Wobei dein user natuerlich in der Gruppe "wheel" sein muss und sudo installiert.

----------

## 72_6f_6c_61_6e_64

Entschuldigung, dass ich erst jetzt antworte, hatte in der Schule einiges zu tun.

Ich hab probehalber einmal als root reboot eingegeben und das letzte was ich seh sind die Meldungen die am Start angezeigt wurde, und anschließend die Zeile:

error stoping slim

gefolgt von einem blinkenden Cursor. Danach nix. Hab ihn wieder durch strom wegnehmen gekillt.

Das würde doch das mit dem su auch machen oder?

LG Roland

----------

## XMath

Hi,

mit dem "error stopping slim" findet man zum Beispiel das

Gentoo bug #261359

Hoffe das hilft.

----------

## 72_6f_6c_61_6e_64

Tschuldigung die Frage, aber ich hab das mit der Bug-Seite noch nicht ganz verstanden, was mach ich da?

Bzw. löst sich das mit dem: (https://forums.gentoo.org/viewtopic-p-6433416.html#6433416)

ohne SLiM hab ich dann auch noch das Problem?
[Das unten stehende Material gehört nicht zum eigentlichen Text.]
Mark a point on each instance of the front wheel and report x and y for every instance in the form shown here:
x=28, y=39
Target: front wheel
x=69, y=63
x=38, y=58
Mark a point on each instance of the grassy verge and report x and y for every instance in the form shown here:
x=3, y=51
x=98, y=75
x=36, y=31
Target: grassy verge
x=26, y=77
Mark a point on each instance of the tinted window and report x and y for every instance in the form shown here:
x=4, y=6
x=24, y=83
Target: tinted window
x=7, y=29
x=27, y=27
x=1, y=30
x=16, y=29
Mit startx und Awesome?

LG Roland

----------

## disi

Also das "error stopping slim" muesste aber auf der Console stehen, also da ist X schon beendet?

Falls du kein ACPI hast, bzw nicht im kernel eingebaut, sollte er trotzdem als letzte Meldung "power off" anzeigen.

Doofe Frage  :Smile:  was benutzt du denn nun awesome oder xfce4?

So weit ich weiss hat awesome nicht ohne weiteres eine Ausschaltfunktion (da kann man aber was scripten in LUA).

Nichtsdestotrotz, wenn du als root in irgendein Terminal "shutdown -h now" eingibst, sollte er alles ignorieren und die Kiste herunterfahren. Das regt mich immer so bei anderen Betriebssystemen auf, die dann noch bloede Fragen stellen...

Falls du auf X irgendwie haengst, hattest du einmal mit der Tastenkombination "ctrl+alt+F[1-6]" versucht auf die Console zu wechseln (auf F1 laeuft i.d.R. der X also besser F2 versuchen im runlevel 3. Ich weiss von slim, das er default nicht auf Console 6 also F6 startet).

----------

## 72_6f_6c_61_6e_64

Ja war meinerseits blöd formuliert.

Zurzeit verwende ich XFCE4 und habe vor auf Awesome umzusteigen. (installiert ist es schon, ich muss es nur noch zum laufen bringen.)

shutdown -h funktioniert auch nicht (als root)

auch auf andere konsole nkann ich nicht wechseln

LG Roland

----------

## ScytheMan

 *72_6f_6c_61_6e_64 wrote:*   

> Ja war meinerseits blöd formuliert.
> 
> Zurzeit verwende ich XFCE4 und habe vor auf Awesome umzusteigen. (installiert ist es schon, ich muss es nur noch zum laufen bringen.)
> 
> shutdown -h funktioniert auch nicht (als root)
> ...

 

shutdown -h now, nicht nur shutdown -h

----------

## 72_6f_6c_61_6e_64

Mein Fehler, hab mich verschrieben, ich mein "shutdown -h now"

----------